Stratigraphic unit of Permian age in Canada

The Ishbel Group is a stratigraphic unit of Permian age in the Western Canadian Sedimentary Basin. It is present in the Canadian Rockies of Alberta and British Columbia. First defined by A. McGugan in 1963, it is named for Mount Ishbel of the Sawback Range in Banff National Park, and parts of the group were first described in the vicinity of the mountain at Ranger Canyon and Johnston Canyon.

==Lithology==
The Ishbel Group is composed of carbonate rocks (limestone and dolomite) and sandstone, with minor chert and siltstone.
 Depositional conditions were similar to those of the Phosphoria Formation to the south in United States.

==Paleontology==
Among the fossils that have been found in the Ishbel Group are corals, bryozoa, crinoids, and conodonts, as well as productid, chonetid and spiriferid brachiopods, omphalotrochid gastropods, and edestid elasmobranch fish.

==Distribution==
The Ishbel Group reaches a maximum thickness of up to about 425 metres (1400 ft).
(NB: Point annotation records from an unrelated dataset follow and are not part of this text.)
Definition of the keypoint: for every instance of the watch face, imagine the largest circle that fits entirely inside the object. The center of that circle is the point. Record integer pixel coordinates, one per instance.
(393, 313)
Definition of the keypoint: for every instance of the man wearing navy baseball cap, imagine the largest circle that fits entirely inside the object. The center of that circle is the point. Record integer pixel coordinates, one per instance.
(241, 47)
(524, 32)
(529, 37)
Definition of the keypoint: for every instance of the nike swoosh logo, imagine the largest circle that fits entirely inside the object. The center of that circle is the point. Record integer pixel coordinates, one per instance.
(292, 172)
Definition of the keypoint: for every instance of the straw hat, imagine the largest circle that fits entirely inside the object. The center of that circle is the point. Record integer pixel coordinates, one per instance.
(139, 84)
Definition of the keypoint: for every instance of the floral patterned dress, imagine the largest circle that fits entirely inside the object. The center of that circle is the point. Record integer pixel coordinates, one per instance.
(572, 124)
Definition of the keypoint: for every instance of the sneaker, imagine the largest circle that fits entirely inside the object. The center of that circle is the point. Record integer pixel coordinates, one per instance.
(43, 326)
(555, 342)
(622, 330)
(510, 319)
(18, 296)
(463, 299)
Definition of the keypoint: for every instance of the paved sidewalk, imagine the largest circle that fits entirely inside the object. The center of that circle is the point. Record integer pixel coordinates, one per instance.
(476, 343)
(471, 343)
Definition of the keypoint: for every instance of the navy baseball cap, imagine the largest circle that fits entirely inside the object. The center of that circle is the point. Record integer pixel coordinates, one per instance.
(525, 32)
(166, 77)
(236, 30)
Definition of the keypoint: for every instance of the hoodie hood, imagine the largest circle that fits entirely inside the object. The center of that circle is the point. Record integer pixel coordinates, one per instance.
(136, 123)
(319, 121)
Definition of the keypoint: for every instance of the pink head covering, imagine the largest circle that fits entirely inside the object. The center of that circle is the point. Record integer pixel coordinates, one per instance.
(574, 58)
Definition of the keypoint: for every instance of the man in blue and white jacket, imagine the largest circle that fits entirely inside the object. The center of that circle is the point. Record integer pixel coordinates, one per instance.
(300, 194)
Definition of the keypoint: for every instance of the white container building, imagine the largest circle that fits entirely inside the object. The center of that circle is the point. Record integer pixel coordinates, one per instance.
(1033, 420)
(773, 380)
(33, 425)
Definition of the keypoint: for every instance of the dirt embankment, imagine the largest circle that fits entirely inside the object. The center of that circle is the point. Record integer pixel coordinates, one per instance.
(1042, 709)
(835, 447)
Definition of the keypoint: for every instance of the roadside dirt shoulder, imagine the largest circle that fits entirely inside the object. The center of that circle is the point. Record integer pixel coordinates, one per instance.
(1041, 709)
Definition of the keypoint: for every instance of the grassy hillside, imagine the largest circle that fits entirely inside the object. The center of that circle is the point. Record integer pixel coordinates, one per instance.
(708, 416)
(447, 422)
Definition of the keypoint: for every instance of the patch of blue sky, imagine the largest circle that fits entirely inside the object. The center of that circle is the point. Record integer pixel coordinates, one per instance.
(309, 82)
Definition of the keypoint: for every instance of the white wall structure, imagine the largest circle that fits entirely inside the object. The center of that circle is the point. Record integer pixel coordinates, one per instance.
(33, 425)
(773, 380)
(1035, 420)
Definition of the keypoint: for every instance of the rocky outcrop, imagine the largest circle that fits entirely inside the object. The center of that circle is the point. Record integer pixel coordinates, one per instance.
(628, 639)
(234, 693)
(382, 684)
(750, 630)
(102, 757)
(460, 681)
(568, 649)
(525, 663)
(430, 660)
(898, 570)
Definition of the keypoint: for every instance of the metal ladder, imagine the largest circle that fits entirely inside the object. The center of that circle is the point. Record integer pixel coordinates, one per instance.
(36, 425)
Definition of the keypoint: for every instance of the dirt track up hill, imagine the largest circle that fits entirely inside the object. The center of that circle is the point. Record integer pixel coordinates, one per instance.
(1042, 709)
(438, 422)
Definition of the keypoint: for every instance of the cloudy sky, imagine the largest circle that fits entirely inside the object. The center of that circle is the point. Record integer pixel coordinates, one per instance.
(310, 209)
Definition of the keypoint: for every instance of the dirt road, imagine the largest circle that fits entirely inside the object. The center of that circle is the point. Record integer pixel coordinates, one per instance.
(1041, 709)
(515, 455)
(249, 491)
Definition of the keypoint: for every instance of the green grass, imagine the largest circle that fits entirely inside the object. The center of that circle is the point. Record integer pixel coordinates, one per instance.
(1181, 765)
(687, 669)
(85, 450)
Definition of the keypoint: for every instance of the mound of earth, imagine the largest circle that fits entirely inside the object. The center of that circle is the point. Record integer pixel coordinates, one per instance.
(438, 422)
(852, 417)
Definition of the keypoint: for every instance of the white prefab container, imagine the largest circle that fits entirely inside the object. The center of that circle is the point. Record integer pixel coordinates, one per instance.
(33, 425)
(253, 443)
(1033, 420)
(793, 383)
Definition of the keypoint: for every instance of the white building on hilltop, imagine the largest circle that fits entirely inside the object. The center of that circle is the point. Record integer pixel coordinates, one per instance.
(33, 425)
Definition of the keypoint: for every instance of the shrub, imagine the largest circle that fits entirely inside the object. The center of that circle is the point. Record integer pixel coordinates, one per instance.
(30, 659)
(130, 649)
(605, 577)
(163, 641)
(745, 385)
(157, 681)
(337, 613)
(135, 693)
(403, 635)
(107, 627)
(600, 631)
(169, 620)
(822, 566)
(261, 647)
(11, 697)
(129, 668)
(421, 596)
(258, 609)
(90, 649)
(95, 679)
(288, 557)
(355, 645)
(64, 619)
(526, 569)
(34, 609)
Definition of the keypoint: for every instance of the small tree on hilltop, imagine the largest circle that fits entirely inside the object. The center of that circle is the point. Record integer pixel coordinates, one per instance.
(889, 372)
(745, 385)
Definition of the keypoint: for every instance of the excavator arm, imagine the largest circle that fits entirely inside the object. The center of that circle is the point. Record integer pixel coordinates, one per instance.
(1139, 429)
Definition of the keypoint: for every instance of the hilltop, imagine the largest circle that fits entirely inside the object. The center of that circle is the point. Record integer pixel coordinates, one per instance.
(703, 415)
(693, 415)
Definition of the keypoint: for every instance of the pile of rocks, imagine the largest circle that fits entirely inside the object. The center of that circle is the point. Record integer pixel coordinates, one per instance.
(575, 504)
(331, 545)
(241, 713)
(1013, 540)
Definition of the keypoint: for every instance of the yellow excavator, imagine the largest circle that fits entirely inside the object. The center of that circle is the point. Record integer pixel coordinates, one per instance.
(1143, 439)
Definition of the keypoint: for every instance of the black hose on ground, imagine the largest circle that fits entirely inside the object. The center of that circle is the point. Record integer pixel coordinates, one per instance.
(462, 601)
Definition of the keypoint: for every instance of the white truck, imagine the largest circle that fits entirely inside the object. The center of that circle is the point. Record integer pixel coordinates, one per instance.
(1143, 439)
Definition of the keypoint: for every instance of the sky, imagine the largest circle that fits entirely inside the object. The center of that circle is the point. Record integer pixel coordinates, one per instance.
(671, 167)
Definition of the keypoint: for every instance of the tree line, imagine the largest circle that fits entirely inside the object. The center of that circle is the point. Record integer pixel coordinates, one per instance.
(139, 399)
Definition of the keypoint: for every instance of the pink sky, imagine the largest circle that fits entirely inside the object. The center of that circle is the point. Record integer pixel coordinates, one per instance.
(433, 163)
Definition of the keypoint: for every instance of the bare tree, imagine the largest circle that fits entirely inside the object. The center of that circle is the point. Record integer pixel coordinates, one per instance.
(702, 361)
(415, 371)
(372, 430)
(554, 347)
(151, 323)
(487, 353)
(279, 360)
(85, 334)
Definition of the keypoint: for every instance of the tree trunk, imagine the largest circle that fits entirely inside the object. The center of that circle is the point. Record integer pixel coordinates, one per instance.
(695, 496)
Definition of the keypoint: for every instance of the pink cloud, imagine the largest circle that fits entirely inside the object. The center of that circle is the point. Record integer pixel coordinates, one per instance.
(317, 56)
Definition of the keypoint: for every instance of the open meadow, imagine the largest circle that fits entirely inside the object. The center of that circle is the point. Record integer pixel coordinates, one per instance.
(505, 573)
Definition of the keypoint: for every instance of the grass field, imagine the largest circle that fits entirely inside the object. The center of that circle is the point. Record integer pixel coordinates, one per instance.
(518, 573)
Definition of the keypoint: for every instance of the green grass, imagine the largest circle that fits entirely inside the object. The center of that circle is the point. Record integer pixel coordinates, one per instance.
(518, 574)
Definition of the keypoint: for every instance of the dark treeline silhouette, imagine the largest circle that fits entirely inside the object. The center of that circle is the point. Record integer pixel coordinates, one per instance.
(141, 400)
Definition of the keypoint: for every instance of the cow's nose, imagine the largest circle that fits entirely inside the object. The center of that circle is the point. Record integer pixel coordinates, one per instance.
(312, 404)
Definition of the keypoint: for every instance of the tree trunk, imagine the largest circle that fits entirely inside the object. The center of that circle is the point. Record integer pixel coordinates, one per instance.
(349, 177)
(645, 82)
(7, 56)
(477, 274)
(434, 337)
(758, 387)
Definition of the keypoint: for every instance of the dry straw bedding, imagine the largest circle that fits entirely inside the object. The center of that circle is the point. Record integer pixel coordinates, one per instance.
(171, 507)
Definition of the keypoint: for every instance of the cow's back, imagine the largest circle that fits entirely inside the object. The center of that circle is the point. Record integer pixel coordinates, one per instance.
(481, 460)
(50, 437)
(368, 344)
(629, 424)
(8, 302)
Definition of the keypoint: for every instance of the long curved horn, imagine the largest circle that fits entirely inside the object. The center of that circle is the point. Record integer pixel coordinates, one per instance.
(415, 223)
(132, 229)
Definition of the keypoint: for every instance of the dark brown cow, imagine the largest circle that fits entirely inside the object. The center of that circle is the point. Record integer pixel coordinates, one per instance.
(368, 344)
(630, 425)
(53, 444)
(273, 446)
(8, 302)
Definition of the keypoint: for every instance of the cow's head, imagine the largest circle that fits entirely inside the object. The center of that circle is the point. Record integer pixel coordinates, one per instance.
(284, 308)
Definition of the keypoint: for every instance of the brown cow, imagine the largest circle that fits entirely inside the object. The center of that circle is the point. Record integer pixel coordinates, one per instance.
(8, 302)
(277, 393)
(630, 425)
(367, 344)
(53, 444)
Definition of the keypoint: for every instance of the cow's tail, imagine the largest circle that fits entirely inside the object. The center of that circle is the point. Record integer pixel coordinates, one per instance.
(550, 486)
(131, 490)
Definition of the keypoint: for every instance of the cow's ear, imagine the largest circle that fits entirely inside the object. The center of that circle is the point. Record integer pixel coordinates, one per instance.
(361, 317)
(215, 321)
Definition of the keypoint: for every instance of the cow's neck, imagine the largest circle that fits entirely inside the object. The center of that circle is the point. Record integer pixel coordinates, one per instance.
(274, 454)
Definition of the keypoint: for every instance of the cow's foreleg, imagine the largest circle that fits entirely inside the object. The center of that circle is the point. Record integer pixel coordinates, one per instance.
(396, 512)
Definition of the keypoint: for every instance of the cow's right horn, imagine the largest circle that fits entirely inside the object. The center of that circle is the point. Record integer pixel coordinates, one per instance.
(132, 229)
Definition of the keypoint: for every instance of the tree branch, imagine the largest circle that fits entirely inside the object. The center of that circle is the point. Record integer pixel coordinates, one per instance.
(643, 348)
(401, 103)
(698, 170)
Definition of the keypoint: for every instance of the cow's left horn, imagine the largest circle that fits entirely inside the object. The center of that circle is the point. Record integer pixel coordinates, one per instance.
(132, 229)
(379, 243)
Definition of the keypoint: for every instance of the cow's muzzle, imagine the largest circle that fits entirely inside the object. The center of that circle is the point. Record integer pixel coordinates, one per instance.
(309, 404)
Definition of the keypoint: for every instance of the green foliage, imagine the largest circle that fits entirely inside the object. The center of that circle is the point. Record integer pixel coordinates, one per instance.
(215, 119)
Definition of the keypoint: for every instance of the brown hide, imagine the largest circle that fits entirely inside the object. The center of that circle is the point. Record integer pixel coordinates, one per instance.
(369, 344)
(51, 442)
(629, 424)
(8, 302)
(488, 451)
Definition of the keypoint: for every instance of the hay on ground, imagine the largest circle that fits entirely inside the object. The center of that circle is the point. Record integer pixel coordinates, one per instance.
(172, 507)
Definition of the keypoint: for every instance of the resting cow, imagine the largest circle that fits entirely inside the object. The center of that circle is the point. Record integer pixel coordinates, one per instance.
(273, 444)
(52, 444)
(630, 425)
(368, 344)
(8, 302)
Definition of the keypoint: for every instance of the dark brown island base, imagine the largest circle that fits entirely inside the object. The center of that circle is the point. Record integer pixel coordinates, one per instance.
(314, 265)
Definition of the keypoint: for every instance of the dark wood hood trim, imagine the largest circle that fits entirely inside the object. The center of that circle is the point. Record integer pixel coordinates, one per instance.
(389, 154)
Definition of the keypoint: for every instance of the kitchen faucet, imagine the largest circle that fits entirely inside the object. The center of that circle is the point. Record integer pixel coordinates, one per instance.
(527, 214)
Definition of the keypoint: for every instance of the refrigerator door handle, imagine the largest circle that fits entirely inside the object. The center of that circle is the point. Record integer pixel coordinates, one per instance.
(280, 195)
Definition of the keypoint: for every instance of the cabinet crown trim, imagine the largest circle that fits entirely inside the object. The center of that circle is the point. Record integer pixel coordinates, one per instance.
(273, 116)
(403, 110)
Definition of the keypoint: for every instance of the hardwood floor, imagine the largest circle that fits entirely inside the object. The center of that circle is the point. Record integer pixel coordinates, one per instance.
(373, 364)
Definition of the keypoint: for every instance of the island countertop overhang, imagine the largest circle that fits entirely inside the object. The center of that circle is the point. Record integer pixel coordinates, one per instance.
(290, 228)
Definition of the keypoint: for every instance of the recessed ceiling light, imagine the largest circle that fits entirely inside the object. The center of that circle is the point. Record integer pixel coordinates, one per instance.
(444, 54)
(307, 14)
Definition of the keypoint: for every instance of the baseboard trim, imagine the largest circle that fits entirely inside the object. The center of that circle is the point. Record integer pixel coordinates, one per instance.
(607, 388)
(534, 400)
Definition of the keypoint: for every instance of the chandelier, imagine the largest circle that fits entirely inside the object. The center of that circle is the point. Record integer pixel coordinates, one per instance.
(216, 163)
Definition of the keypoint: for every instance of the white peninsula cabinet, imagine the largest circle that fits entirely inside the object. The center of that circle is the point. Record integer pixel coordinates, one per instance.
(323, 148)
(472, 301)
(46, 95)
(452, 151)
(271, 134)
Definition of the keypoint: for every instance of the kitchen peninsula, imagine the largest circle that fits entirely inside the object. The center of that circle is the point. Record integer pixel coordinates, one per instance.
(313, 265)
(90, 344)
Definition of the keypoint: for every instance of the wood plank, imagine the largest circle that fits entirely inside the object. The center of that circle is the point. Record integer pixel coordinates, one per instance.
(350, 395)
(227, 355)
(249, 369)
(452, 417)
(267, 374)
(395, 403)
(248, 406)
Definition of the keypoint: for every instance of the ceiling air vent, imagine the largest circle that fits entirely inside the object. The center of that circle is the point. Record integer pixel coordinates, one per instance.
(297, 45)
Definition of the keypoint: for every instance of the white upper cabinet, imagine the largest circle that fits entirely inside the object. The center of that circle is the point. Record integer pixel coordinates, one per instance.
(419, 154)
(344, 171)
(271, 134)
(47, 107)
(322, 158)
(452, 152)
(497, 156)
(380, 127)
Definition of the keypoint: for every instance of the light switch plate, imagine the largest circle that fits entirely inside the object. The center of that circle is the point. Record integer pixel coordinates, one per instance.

It is present in the front ranges of the Canadian Rockies as far north as the Peace River.

==Subdivisions==

| Sub-unit | Age | Lithology | Max. thickness | Reference |
|---|---|---|---|---|
| Kindle Formation | Asselian to early Artinskian | siltstone, shale | 200 m (660 ft) |  |
| Belloy Formation | Permian | limestone, dolomite, and sandstone | 274 m (900 ft) |  |
| Fantasque Formation | Permian | spicular chert, shale, and siltstone | 55 m (180 ft) |  |
| Mowitch Formation | Roadian to Wordian | sandstone with gypsum | 76 m (250 ft) |  |
| Ranger Canyon Formation | Roadian to Wordian | dark chert, silicified sandstone, evaporite minerals | 30 m (100 ft) |  |
| Ross Creek Formation | late Sakmarian to Artinskian | shaly siltstone, calcareous siltstone, silty carbonate, phosphatic coquinas | 143 m (470 ft) |  |
| Telford Formation | Asselian to Sakmarian | sandy limestone and dolomite | 259 m (850 ft) |  |
| Johnston Canyon Formation | late Sakmarian to Artinskian | phosphatic siltstone, calcareous siltstone, and silty limestone and dolomite | 57 m (190 ft) |  |
| Belcourt Formation | Asselian to Sakmarian | silty dolomite with chert | 130 m (430 ft) |  |

==Relationship to other units==
The Ishbel Group is disconformably overlain by the Spray River Group and unconformably overlies the Tunnel Mountain Formation and the Kananaskis Formation. It is partly equivalent to the Phosphoria Formation of Montana, Idaho, Wyoming, and Utah.